Recently, we demonstrated that IR clearly associates with muscle DAG accumulation in obese and T2DM patients, while CER and ACC remained unchanged [60]. Only the cytosolic, but not membrane DAG fraction was increased in obesity, while both fractions were higher in T2DM. Moreover, only certain DAG species and PKCθ translocation clearly correlated with IR. After adjustment for BMI, correlations were strongest for membrane fractions of UFA-containing DAG (C18:1, C18:2, C20:4) [60]. Of note, this exactly mirrors the observations in skeletal muscle of lipid-infused healthy humans, indicating that lipid infusion experiments may indeed reflect the pathophysiological condition of common IR [60]. DAG with at least one UFA are better activators of PKC [21, 102]. But also SFA-rich DAG correlated with IR in persons with the so-called metabolic syndrome [103]. Similar findings were observed in obese, T2DM, and endurance-trained humans [104]. Insulin sensitivity was decreased in obese and T2DM humans and correlated negatively with membrane DAG, which correlated positively with PKCε activity. Particularly, the saturated DAG (C18:0/C20:4, C16:0/C16:0, C18:0/C18:0) were increased in obesity and T2DM [104].

It has been considered a paradox that endurance-trained highly insulin-sensitive humans also have increased levels of IMCL [105] (Table 3). Compared to sedentary T2DM, athletes have more type I fibers, which in general contain more lipids [106] but are characterized by higher glucose-handling capacity [107]. Trained humans exhibited increased total DAG, saturated DAG and DAG containing one UFA, which correlated positively with muscle insulin sensitivity, while obesity was associated with DAG species comprising two UFA [73]. In one study, endurance-trained individuals had similar DAG levels but lower degree of DAG saturation than healthy sedentary humans [71]. Furthermore, unsaturated and saturated CER were increased in obese, but not in sedentary lean and athletes. In contrast, other trained athletes had higher CER than glucose-intolerant persons; unfortunately DAG were not assessed [67].

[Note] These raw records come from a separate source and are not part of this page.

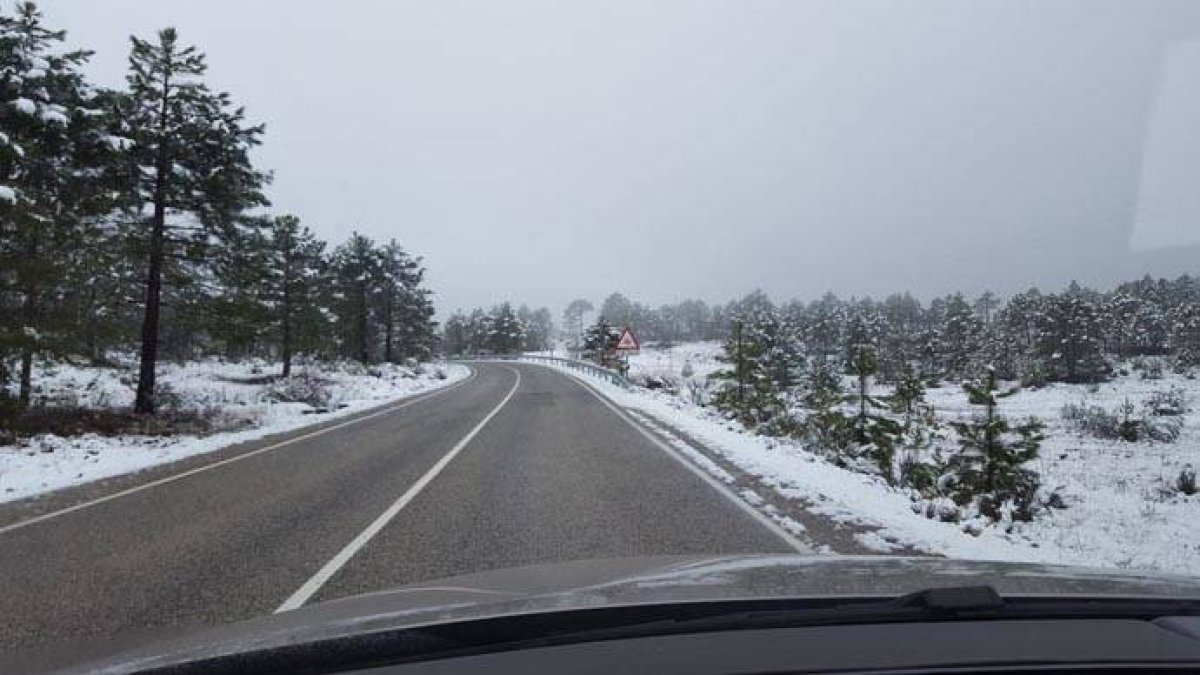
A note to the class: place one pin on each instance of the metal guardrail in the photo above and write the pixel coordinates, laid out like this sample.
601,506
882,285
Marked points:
574,364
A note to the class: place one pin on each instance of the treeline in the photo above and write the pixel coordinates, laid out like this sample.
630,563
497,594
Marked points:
1073,335
499,330
135,220
787,365
688,321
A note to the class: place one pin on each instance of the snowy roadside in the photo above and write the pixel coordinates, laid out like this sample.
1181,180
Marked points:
1115,515
46,463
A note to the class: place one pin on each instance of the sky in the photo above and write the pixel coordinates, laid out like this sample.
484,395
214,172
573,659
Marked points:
543,151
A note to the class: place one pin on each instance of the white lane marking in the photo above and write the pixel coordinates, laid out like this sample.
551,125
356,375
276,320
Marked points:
89,503
763,519
312,585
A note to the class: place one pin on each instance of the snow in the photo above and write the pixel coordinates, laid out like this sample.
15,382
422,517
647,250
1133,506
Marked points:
1117,514
49,463
25,106
55,117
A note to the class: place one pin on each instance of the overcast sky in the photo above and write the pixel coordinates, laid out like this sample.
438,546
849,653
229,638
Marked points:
540,151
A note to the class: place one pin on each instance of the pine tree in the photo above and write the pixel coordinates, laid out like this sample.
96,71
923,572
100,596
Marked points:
406,310
539,328
507,332
355,269
190,169
917,432
1069,336
993,457
748,392
961,336
294,274
873,432
825,424
600,342
455,335
52,154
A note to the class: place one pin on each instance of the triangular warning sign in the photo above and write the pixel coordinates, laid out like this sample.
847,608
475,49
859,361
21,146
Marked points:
627,342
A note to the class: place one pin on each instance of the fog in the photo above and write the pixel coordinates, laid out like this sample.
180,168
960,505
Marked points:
540,151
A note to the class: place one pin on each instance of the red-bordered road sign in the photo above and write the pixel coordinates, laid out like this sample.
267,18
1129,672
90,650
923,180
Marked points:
628,341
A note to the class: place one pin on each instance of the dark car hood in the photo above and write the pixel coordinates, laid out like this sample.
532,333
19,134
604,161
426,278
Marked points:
624,581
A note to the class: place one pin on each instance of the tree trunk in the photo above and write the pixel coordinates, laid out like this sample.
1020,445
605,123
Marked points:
29,316
144,400
389,330
364,326
286,346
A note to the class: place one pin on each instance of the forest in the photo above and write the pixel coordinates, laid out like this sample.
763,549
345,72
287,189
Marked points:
135,221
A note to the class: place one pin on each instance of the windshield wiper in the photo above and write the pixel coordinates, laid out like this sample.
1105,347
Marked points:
964,603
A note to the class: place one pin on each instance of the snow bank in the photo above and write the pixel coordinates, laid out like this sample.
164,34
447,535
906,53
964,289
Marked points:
1117,515
49,463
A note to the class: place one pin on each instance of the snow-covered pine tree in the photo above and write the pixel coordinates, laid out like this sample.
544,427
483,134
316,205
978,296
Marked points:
747,390
573,322
825,425
53,151
294,275
507,330
874,434
455,335
1069,336
600,341
990,464
191,172
539,328
355,268
1185,316
899,341
961,336
403,305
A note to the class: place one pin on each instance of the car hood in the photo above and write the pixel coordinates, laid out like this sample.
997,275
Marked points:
624,581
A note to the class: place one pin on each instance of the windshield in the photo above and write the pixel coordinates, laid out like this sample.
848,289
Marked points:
303,300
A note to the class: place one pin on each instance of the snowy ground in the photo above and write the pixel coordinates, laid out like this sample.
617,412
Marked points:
1117,515
48,463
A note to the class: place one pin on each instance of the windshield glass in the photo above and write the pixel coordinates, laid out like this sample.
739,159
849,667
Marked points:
303,300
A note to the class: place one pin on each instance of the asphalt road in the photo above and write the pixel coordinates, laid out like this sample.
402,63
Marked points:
520,465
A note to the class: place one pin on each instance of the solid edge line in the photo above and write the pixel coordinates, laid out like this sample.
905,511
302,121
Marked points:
323,575
81,506
761,518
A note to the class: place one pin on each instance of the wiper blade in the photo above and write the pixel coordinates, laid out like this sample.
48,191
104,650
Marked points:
964,603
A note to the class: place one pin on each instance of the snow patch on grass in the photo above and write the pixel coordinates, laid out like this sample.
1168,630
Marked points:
235,390
1119,511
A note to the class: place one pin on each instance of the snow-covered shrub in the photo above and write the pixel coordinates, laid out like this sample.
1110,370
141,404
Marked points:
781,425
1186,482
688,370
1036,375
1167,402
1123,424
1153,369
658,382
301,388
939,508
166,398
1091,419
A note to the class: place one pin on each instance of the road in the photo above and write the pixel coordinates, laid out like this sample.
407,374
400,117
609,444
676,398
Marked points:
519,465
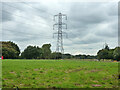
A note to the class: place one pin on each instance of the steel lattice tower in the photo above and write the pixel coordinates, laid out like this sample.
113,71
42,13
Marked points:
59,18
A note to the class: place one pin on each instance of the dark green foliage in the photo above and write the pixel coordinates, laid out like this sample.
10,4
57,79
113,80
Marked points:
109,53
32,52
102,54
56,55
116,53
10,50
84,56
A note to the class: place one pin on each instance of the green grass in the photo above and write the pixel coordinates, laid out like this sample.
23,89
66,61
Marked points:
59,74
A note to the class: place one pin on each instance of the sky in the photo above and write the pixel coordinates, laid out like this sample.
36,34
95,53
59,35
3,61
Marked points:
89,25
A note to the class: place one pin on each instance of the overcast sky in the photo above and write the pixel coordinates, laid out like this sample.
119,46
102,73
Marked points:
90,25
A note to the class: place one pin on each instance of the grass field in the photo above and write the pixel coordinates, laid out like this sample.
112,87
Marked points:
59,74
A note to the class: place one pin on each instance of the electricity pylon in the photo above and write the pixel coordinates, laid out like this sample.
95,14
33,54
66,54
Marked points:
60,26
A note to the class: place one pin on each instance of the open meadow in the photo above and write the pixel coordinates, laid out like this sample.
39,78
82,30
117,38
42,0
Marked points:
59,74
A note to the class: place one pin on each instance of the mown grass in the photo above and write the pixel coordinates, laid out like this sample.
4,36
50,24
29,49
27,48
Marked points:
59,74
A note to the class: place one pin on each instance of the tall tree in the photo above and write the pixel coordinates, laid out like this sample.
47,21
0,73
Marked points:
116,54
10,50
31,52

These studies underline that total lipid accumulation per se is not prerequisite to induce IR. More likely, subcellular distribution of specific DAG and/or CER as well as muscle fiber composition determines the interference with insulin signaling.

Lipid-induced IR: different fat, different pathways?

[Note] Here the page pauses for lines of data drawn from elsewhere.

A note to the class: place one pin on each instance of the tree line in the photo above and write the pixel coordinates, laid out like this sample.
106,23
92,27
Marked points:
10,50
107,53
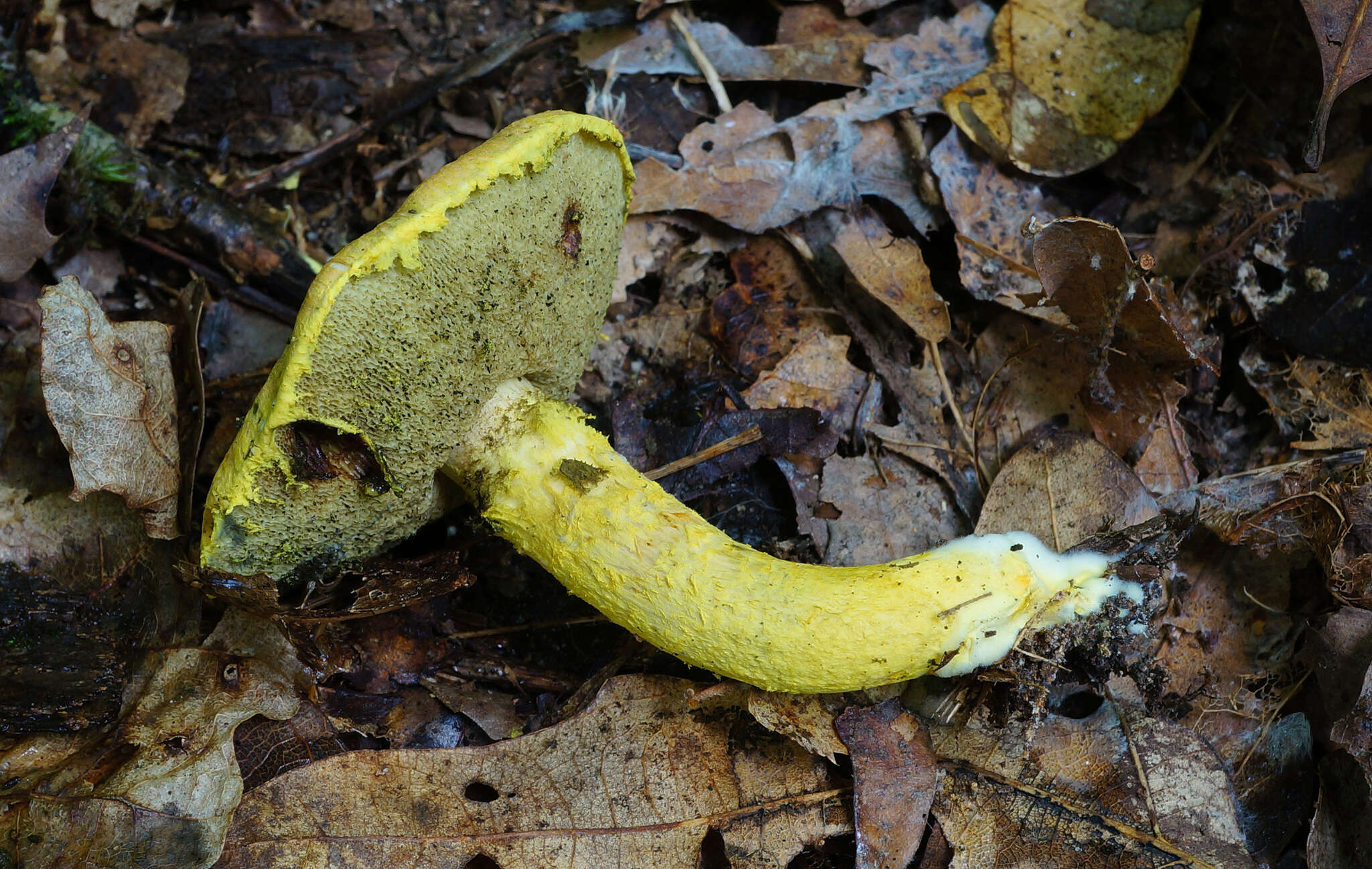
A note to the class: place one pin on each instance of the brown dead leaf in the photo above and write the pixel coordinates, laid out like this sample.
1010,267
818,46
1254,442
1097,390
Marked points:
1073,80
815,374
887,510
1064,489
755,175
157,790
26,178
895,777
1335,401
891,269
1344,39
989,206
155,76
121,13
659,50
1034,379
634,780
110,393
1110,789
1341,831
762,316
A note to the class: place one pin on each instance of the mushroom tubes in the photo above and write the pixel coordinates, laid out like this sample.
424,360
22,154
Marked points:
437,348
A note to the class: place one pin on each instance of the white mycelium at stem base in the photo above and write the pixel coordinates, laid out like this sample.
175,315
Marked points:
559,492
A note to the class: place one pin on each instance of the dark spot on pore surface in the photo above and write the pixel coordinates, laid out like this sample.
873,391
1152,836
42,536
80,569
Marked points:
320,452
573,231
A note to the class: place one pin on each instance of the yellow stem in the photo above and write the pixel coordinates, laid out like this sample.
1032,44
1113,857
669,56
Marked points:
559,492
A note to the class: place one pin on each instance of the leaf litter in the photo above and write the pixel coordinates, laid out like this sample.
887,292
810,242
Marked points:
1176,342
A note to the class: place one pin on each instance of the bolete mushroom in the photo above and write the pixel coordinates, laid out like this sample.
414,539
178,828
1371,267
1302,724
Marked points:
431,346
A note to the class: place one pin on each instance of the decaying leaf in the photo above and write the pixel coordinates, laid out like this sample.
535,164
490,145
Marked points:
1073,80
884,509
634,780
659,50
110,393
26,178
1064,489
815,374
1344,38
891,269
895,777
755,175
159,787
1102,789
989,208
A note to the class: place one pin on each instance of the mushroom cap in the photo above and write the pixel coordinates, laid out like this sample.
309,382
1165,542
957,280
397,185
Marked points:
497,267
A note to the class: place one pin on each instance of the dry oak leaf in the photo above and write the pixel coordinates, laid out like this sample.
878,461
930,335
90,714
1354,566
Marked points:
989,206
1344,36
26,178
1064,489
634,780
158,789
815,374
111,396
895,777
1113,790
754,174
891,269
1073,78
659,51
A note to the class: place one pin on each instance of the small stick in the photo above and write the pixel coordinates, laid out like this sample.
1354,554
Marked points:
707,69
746,437
966,603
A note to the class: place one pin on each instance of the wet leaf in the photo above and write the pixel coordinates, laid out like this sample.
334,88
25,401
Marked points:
1073,80
1111,787
636,780
815,374
1064,489
989,206
755,175
26,178
895,776
891,269
157,790
110,393
659,50
885,509
1344,39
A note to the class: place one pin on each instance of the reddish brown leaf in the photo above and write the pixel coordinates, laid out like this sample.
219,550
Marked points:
895,776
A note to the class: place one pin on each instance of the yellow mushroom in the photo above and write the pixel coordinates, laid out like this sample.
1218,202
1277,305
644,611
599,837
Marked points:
434,344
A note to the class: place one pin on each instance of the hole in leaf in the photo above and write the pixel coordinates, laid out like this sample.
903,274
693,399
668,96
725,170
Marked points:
1079,705
712,854
480,793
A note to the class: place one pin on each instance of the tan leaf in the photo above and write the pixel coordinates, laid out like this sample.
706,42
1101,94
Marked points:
111,396
989,206
157,790
891,269
659,51
1073,78
884,510
895,776
1064,489
1111,789
815,374
634,780
26,178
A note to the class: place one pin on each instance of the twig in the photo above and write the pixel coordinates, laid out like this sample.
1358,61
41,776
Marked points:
750,436
707,69
397,106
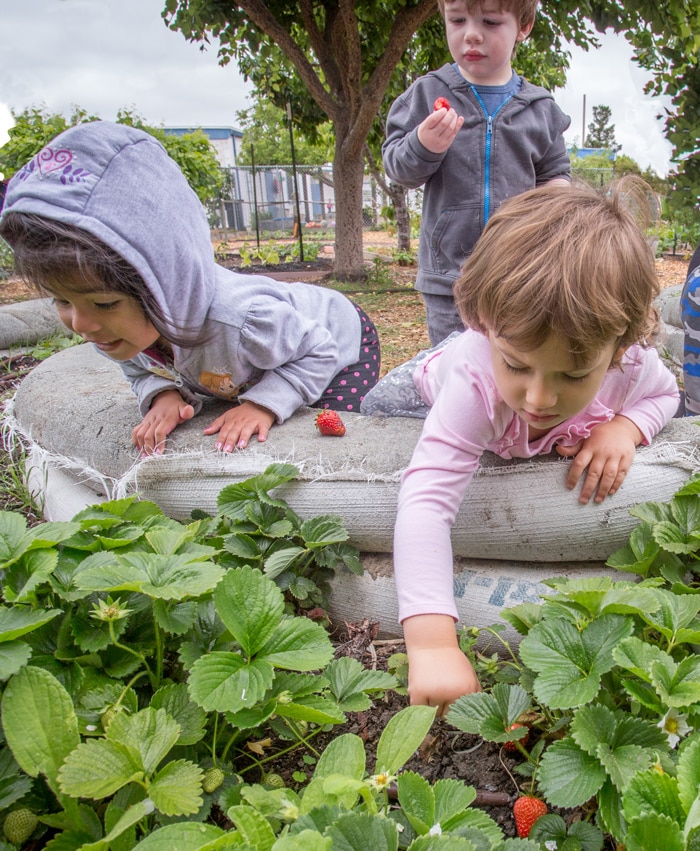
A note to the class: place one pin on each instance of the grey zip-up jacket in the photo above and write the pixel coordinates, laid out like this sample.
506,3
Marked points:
274,343
520,147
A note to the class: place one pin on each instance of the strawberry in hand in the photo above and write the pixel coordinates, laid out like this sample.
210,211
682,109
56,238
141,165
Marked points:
329,423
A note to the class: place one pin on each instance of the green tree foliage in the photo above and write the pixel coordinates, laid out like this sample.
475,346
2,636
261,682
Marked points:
601,133
266,128
684,133
35,127
339,60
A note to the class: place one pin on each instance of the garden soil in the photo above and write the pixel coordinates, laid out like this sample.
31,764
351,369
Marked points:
446,752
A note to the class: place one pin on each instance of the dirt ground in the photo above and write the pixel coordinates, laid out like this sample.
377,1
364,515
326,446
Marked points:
447,753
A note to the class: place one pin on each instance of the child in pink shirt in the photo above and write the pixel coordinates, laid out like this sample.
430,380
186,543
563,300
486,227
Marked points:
558,299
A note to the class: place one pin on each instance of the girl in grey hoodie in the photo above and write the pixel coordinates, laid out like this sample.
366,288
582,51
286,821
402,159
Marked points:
104,221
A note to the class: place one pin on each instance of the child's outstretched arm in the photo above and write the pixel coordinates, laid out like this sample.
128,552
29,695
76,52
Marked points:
438,671
168,409
237,425
604,458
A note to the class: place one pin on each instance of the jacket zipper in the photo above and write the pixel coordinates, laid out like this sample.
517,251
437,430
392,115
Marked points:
487,152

Extensive studies in rodents provided novel insights into mechanism of lipid-mediated IR, particularly because they allowed invasive studies of tissue-specific modulation of metabolic pathways. However, the results are heterogeneous in certain aspects, likely due to differences in animal models, type, dosage, and duration of interventions. In humans, divergent data not only result from studying different populations, but rather from limitations to monitor time-dependent changes in various tissues. Common to all studies are differences in the analysis and reporting of lipid metabolites. In this context, absence of changes in total lipid contents does not exclude marked changes in specific lipid metabolites. Also, their intracellular distribution between membrane or cytosolic fractions or lipid droplets might affect their interference with insulin action. Regardless of the experimental differences and techniques, there is compelling evidence that lipid metabolites play a pivotal role in the development of IR. The different lipids not only directly inhibit insulin signaling, but also may stimulate pro-inflammatory pathways, alter mitochondrial function and raise ROS production [97], which in turn accelerates IR.

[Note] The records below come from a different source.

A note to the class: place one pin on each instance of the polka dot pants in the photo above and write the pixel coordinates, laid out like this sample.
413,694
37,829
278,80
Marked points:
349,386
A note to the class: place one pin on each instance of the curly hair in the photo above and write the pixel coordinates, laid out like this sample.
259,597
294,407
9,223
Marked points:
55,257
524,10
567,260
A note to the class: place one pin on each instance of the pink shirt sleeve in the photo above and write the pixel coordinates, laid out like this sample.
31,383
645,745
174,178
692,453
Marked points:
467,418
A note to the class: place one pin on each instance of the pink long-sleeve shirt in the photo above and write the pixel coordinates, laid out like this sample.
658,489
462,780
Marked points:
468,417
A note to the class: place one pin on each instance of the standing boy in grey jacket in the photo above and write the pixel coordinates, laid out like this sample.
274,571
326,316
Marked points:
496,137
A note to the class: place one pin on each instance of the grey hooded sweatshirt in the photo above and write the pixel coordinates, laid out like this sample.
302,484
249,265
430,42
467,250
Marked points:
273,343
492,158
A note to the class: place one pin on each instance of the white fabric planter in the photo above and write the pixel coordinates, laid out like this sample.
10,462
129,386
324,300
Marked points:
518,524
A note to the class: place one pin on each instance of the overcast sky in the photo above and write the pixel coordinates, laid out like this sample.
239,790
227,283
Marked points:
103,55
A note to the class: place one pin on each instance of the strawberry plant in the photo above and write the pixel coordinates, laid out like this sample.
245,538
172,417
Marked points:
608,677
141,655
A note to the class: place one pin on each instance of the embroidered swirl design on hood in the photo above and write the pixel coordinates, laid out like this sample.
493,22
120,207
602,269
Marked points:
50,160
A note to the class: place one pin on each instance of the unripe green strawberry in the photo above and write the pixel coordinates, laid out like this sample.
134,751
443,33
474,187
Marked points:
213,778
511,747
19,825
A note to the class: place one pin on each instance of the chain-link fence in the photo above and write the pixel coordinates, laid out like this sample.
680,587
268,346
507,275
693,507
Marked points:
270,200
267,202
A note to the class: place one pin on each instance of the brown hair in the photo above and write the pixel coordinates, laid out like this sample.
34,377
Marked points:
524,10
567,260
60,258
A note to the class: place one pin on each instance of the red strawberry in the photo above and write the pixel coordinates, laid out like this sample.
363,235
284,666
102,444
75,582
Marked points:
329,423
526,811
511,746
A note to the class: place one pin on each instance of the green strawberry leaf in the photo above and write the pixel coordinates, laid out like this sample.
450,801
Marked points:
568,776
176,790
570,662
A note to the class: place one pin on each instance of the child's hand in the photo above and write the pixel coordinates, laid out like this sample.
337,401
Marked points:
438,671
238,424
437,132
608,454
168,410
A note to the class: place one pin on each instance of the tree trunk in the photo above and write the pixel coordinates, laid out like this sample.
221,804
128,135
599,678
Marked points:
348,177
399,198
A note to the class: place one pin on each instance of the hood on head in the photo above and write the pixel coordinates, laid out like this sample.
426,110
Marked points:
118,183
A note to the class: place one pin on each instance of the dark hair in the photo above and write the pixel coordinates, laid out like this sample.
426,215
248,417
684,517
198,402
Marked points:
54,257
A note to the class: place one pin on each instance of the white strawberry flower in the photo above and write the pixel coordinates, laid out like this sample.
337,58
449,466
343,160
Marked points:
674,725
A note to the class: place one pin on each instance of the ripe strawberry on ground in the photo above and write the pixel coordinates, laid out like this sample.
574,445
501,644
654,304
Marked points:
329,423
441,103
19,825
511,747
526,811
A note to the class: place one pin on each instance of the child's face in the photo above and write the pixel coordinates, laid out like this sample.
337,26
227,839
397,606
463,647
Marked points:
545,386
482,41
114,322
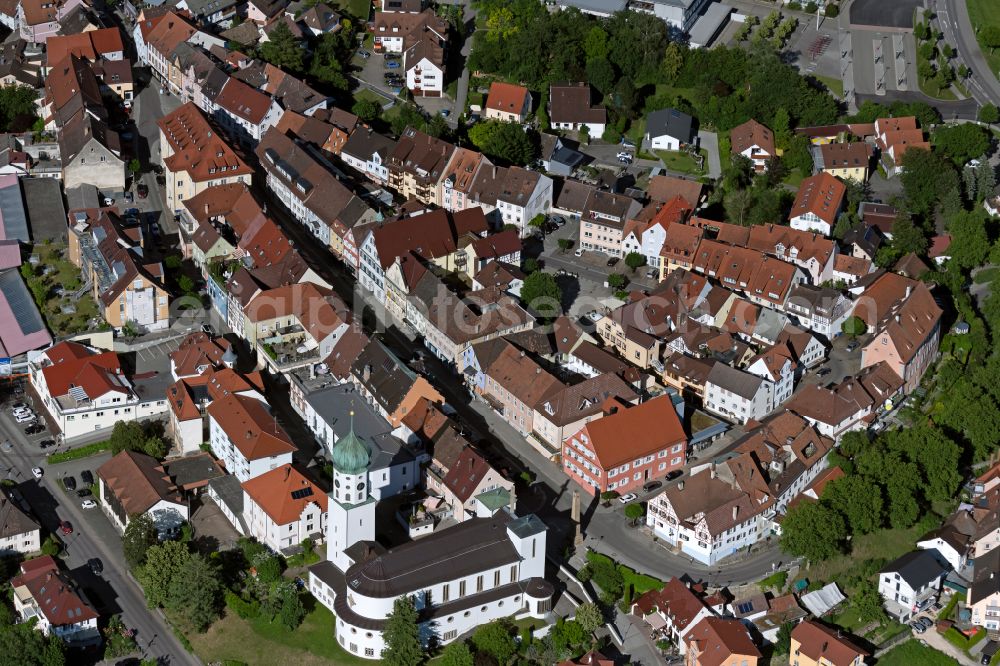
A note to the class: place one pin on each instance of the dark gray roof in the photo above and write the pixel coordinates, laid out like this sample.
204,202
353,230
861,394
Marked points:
670,122
917,568
44,203
735,381
190,470
986,577
12,213
471,547
384,375
334,405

In human muscle, the current data indicate that both SFA and UFA can stimulate the DAG-PKC pathway to induce IR, while exclusively, SFA activate the fetuin-TLR4-CER pathway. Specifically, UFA-enriched DAGs, such as C18:1 and C18:2 DAGs, rapidly impair proximal insulin signaling via nPKC. Nevertheless, more research is needed to address the crosstalk between these and other pathways and the interference with other known or yet unidentified lipid metabolites. Understanding of the tissue-specific features of lipid-induced IR will be important for further exploiting lipids as target for future strategies to treat patient with IR and T2DM.